Figure 8.2.13. Standard-error method 95% confidence interval.
Because we are using bootstrap samples to construct these intervals, we call the percentile and standard error methods simulation-based methods. We can compare the 95% confidence intervals from using both simulation-based methods as well as the one attained using the theory-based method described in Subsection 8.1.4:
  • Percentile method: approximately (3.61, 3.76)
  • Standard error method: approximately (3.61, 3.75)
  • Theory-based method: (3.653, 3.707)

Exercises 8.2.5.3 Exercises

1.
Construct a 95% confidence interval for the median weight of all almonds with the percentile method. Is it appropriate to also use the standard-error method?
3.
What is the main purpose of bootstrapping in statistical inference?
  • A. To visualize data distributions and identify outliers.
  • B. To generate multiple samples from the original data for estimating parameters.
  • C. To replace missing data points with the mean of the dataset.
  • D. To validate the assumptions of a regression model.
5.
What is a key difference between the percentile method and the standard error method for constructing confidence intervals using bootstrap samples?
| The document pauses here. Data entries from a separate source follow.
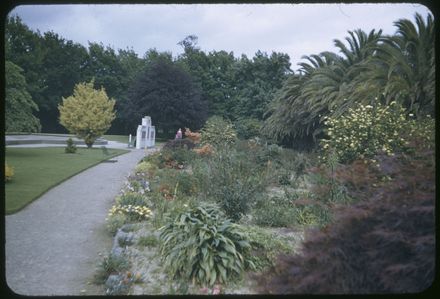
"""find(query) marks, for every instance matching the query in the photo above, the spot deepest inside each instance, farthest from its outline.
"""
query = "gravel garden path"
(53, 244)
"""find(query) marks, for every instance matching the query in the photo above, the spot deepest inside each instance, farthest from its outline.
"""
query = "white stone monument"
(146, 134)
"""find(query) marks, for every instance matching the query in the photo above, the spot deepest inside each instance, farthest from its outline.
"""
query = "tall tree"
(62, 67)
(167, 93)
(23, 48)
(19, 106)
(405, 65)
(88, 113)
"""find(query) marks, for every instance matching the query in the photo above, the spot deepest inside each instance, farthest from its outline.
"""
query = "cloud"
(295, 29)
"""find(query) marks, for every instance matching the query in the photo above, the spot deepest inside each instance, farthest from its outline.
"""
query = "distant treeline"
(259, 94)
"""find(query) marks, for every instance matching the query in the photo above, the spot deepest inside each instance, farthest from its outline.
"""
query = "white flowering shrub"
(133, 212)
(365, 131)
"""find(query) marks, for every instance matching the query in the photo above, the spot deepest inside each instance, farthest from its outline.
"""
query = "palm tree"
(405, 66)
(325, 88)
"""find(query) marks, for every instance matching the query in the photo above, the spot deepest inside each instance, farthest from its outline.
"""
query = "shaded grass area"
(119, 138)
(36, 170)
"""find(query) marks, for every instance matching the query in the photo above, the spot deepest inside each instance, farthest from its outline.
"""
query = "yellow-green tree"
(88, 113)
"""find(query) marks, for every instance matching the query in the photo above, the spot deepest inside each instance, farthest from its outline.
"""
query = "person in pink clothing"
(179, 134)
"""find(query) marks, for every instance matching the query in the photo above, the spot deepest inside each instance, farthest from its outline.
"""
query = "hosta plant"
(203, 247)
(9, 172)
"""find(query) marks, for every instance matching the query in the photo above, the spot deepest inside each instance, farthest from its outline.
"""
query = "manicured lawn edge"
(15, 210)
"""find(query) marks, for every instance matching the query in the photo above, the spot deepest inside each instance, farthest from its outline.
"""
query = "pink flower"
(204, 290)
(216, 290)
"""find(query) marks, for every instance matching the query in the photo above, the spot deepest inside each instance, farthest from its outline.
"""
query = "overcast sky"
(295, 29)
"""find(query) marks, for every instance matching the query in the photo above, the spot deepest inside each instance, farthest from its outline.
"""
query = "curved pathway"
(53, 244)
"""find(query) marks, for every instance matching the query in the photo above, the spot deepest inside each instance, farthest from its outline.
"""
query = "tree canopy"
(19, 106)
(88, 113)
(167, 93)
(252, 92)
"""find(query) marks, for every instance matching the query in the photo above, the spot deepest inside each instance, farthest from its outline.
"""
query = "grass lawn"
(36, 170)
(119, 138)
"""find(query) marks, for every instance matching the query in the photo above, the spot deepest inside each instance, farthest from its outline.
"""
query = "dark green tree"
(19, 106)
(167, 93)
(62, 67)
(23, 48)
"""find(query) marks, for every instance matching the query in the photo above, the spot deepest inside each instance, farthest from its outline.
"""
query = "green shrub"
(71, 147)
(179, 144)
(232, 180)
(265, 247)
(364, 131)
(133, 206)
(115, 221)
(200, 245)
(276, 212)
(148, 241)
(218, 132)
(248, 127)
(146, 168)
(9, 172)
(132, 198)
(110, 264)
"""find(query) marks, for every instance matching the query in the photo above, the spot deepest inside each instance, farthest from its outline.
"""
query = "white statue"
(146, 134)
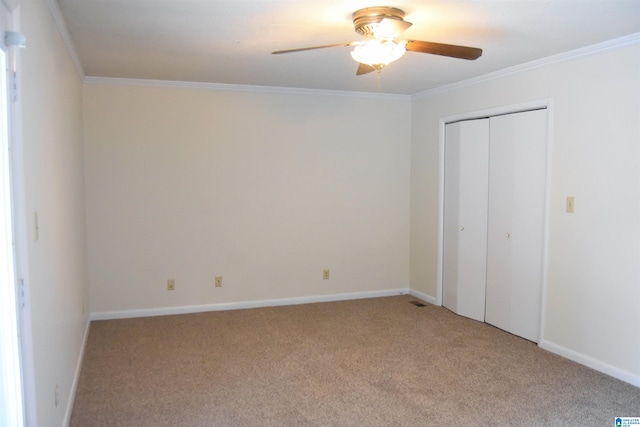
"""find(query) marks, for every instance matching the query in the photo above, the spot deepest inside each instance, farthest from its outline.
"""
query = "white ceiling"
(230, 41)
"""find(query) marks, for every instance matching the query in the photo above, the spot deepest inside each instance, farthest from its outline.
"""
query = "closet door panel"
(529, 222)
(516, 225)
(465, 217)
(500, 239)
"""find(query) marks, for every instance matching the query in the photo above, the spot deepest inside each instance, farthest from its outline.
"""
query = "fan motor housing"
(365, 20)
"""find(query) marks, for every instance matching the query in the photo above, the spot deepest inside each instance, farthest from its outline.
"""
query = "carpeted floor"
(371, 362)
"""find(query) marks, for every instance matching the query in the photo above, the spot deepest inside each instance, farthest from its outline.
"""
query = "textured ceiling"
(230, 41)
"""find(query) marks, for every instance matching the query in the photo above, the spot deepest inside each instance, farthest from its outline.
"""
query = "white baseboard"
(76, 377)
(592, 363)
(423, 297)
(164, 311)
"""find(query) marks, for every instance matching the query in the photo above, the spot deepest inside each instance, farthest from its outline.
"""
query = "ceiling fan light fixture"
(378, 53)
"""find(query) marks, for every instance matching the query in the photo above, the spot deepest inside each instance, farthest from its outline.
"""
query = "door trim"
(545, 103)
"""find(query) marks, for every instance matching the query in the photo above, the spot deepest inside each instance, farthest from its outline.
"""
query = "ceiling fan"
(380, 26)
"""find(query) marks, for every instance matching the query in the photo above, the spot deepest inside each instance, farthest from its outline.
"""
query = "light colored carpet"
(372, 362)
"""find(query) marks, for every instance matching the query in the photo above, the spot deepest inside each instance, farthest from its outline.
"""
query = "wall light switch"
(570, 204)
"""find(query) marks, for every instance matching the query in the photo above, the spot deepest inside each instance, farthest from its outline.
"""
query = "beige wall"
(51, 98)
(263, 189)
(592, 292)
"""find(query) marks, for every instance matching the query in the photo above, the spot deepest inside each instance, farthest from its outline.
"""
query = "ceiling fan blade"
(364, 69)
(454, 51)
(390, 28)
(277, 52)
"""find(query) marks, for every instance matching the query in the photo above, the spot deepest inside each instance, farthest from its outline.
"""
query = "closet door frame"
(507, 109)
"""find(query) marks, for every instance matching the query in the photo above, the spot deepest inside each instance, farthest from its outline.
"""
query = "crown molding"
(114, 81)
(54, 9)
(532, 65)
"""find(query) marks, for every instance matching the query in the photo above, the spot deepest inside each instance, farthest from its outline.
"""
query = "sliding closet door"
(516, 225)
(465, 217)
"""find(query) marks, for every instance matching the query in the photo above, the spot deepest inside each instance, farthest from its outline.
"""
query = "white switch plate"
(570, 204)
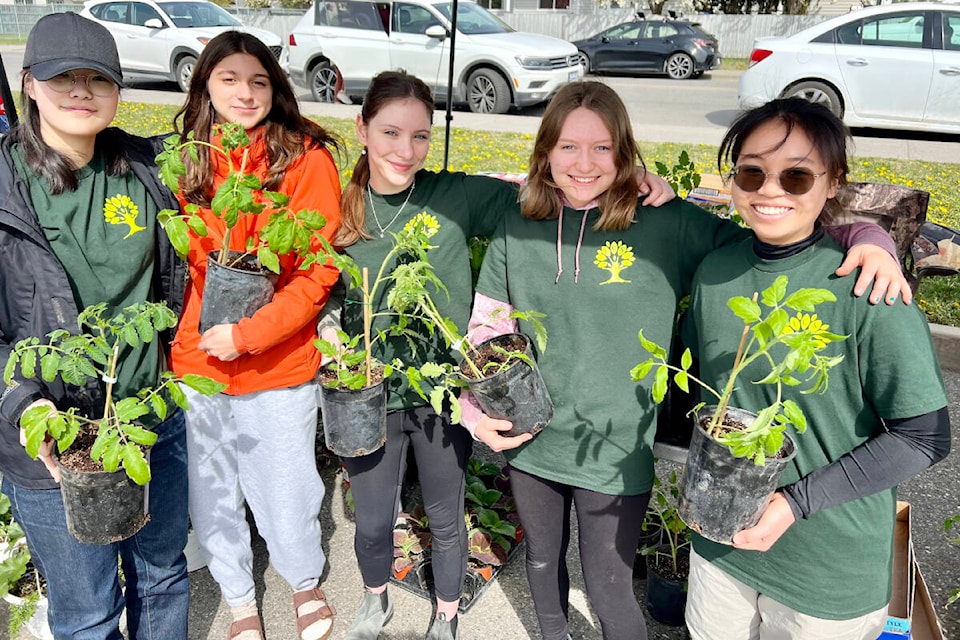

  • A. The percentile method requires the population standard deviation.
  • B. The percentile method uses the middle 95% of bootstrap statistics, while the standard error method relies on the estimated standard error.
  • C. The standard error method always results in a narrower confidence interval.
  • D. The percentile method requires more bootstrap samples.